Court Opinion

ID: 5903297
Source: CourtListenerOpinion
Date Created: 2022-01-13 03:28:16.756817+00
Date Added: 2024-06-11T08:45:45.121011
License: Public Domain

In an action for a divorce and ancillary relief, the plaintiff husband appeals, as limited by his brief, from so much of an order of the Supreme Court, Suffolk County (Abrams, J.), dated November 21, 1986, as granted the defendant wife’s motion for counsel fees and accountant’s fees, pendente lite.
Ordered that the order is affirmed insofar as appealed from, with costs.
The parties were married on May 27, 1978, and have no *586infant issue. The plaintiff commenced this action for a divorce or separation in August 1986 on the ground of cruel and inhuman treatment.
By order to show cause dated September 26, 1986, the defendant moved for pendente lite relief including an award of accountant’s fees and counsel fees. Upon a review of the record, we find that the award of pendente lite counsel fees was warranted (see, Domestic Relations Law § 237 [a]). The defendant suffered from cancer and recently underwent major surgery with respect thereto. The operation and medical treatments have substantially depleted her assets. In addition, the defendant is presently unemployed and her ill health renders it unlikely that she will be employed in the near future. Given the circumstances of this case and the financial positions of the respective parties, the granting of interim counsel fees to the defendant wife was a proper exercise of the court’s discretion.

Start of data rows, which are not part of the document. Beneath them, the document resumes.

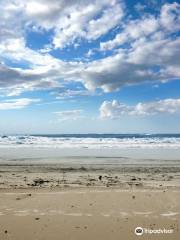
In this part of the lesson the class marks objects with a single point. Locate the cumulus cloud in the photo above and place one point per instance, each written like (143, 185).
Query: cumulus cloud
(17, 103)
(73, 21)
(115, 109)
(69, 114)
(167, 22)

Further, we find that the awarding of accountant’s fees, pendente lite, was proper as the defendant’s application set forth in detail (1) the nature of the marital property involved; (2) the difficulty involved in identifying and evaluating that property; (3) the services to be rendered; and (4) the movant’s financial statement (see, Ahern v Ahern, 94 AD2d 53). Mangano, J. P., Kunzeman, Rubin, Hooper and Harwood, JJ., concur.